Sendcloud’s Role as an Aggregator and Integrator
Sendcloud functions as an aggregator and integrator, connecting retailers with a diverse range of e-commerce technology providers – including Shopify, Magento, WooCommerce, and Amazon – and shipping carriers like DHL, UPS, FedEx, and DPD (currently over 35 and expanding).
This integration streamlines the process for retailers, allowing them to easily select and utilize services that meet their specific needs, automating the shipping process and eliminating manual effort.
Pricing Structure
Sendcloud offers its tools through tiered pricing plans, starting with a free “essentials” tier for small users. Additional tiers are available at €40, €89, and €179 per month, depending on business size.
The Expanding Delivery Market
Sendcloud operates within a broader trend of cloud-based platforms digitizing previously fragmented services in the physical e-commerce space, such as freight forwarding and warehousing.

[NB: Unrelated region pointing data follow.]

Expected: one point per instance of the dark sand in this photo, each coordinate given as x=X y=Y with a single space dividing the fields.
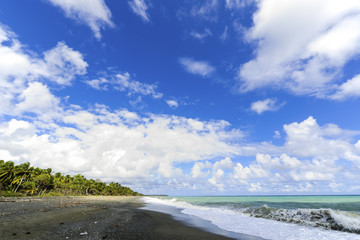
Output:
x=90 y=218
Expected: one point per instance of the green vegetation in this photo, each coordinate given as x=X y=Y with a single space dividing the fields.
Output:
x=23 y=180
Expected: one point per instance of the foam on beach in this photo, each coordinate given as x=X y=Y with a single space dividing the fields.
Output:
x=236 y=220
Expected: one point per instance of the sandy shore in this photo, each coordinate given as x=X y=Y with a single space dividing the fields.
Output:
x=89 y=218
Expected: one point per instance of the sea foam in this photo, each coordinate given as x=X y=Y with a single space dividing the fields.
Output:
x=236 y=220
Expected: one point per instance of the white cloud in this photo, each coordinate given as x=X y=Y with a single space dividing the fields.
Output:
x=21 y=73
x=268 y=104
x=197 y=67
x=206 y=10
x=302 y=45
x=236 y=4
x=62 y=64
x=201 y=35
x=94 y=13
x=37 y=99
x=140 y=8
x=225 y=34
x=124 y=82
x=108 y=146
x=350 y=88
x=172 y=103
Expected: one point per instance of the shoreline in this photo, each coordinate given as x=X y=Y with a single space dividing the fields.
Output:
x=90 y=217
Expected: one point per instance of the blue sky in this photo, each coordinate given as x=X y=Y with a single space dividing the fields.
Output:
x=185 y=97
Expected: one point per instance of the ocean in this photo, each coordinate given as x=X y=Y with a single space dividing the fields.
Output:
x=273 y=217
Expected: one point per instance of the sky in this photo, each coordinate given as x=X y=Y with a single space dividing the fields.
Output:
x=212 y=97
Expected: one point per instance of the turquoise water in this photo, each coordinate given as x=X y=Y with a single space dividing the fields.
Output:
x=274 y=217
x=343 y=203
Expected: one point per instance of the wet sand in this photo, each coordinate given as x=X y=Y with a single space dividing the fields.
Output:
x=90 y=218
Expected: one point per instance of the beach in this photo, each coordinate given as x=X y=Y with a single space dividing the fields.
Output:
x=90 y=217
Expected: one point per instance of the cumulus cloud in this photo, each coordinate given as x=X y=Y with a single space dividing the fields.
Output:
x=62 y=64
x=350 y=88
x=94 y=13
x=116 y=144
x=312 y=158
x=302 y=46
x=201 y=68
x=123 y=82
x=139 y=7
x=268 y=104
x=172 y=103
x=22 y=74
x=206 y=10
x=201 y=35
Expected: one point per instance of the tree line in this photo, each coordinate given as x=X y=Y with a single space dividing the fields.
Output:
x=24 y=180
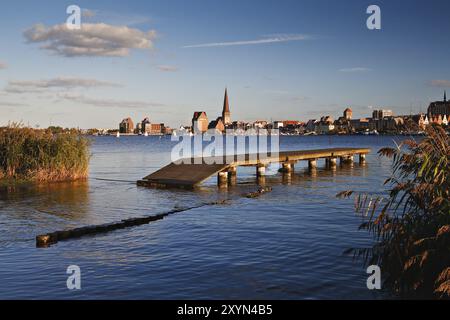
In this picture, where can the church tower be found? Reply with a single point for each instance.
(226, 115)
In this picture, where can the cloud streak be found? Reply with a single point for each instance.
(30, 86)
(109, 103)
(92, 40)
(167, 68)
(12, 104)
(440, 83)
(268, 40)
(355, 69)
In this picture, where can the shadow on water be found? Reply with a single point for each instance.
(68, 200)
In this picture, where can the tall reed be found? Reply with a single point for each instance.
(39, 155)
(411, 224)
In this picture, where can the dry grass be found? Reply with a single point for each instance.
(40, 156)
(412, 224)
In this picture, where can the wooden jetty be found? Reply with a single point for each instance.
(190, 172)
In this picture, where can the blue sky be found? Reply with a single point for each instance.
(166, 59)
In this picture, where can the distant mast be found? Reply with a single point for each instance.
(226, 114)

The delivery market is projected to grow from $475 billion currently to $591 billion by 2024, presenting a substantial opportunity.

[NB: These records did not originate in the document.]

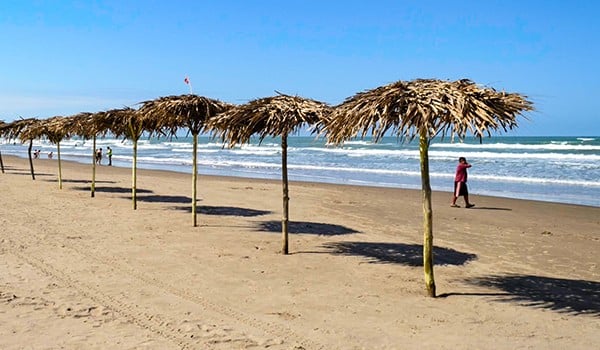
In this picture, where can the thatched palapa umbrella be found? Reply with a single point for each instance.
(168, 114)
(270, 116)
(15, 129)
(55, 129)
(426, 108)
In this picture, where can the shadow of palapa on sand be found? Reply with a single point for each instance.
(28, 173)
(81, 181)
(224, 210)
(303, 227)
(490, 208)
(111, 189)
(399, 253)
(578, 297)
(160, 198)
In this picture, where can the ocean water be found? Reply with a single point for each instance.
(554, 169)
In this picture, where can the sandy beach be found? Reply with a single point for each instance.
(91, 273)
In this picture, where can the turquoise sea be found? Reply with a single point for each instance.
(554, 169)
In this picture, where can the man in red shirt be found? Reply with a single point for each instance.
(460, 183)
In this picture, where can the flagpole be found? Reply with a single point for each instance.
(189, 83)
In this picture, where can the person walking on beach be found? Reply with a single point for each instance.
(109, 155)
(99, 156)
(460, 184)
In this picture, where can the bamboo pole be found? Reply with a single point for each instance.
(31, 160)
(93, 187)
(134, 176)
(286, 198)
(427, 215)
(59, 166)
(194, 177)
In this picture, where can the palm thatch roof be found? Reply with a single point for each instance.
(54, 129)
(270, 116)
(169, 113)
(15, 129)
(437, 107)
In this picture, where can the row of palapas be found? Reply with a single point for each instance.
(422, 108)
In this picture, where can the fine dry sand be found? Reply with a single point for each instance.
(91, 273)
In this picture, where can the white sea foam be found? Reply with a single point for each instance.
(554, 146)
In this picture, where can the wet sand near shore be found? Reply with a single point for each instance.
(91, 273)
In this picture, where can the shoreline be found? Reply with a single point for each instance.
(81, 272)
(249, 178)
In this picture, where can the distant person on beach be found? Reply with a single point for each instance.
(99, 156)
(109, 154)
(460, 183)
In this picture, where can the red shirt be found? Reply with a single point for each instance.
(461, 172)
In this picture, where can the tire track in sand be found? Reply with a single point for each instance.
(151, 321)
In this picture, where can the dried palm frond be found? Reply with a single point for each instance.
(14, 129)
(437, 107)
(170, 113)
(270, 116)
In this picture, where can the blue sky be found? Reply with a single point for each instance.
(64, 57)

While consumers may not directly encounter the organizational complexities of shipping, the increasing reliance on e-commerce necessitates efficient and reliable delivery solutions.
Investor Perspectives
“Growing parcel volume and demand for flexible delivery have increased the need for smart shipping solutions amongst online merchants,” stated Yanni Pipilis, managing partner at SoftBank Investment Advisers. “Sendcloud has built a leading all-in-one shipping platform that aims to help merchants easily integrate functionalities such as checkout, shipping, tracking, returns, and analytics. We are pleased to partner with Rob and the Sendcloud team to support their mission of fueling the next wave of e-commerce enablement.”
Christopher North, managing partner at L Catterton, added, “Sendcloud’s scalable, intuitive, and highly localized platform is at the forefront of enabling sophisticated shipping for online merchants across Europe. We are excited to partner with the exceptional Sendcloud team to leverage our consumer-focused e-commerce experience and deep expertise working with high-growth technology and software businesses to drive continued innovation and position the Company for growth globally.”
Board Appointments
Neil Cunha-Gomes and Monika Wilk from SoftBank Investment Advisers, along with Ido Krakowsky from L Catterton, will be joining Sendcloud’s board of directors.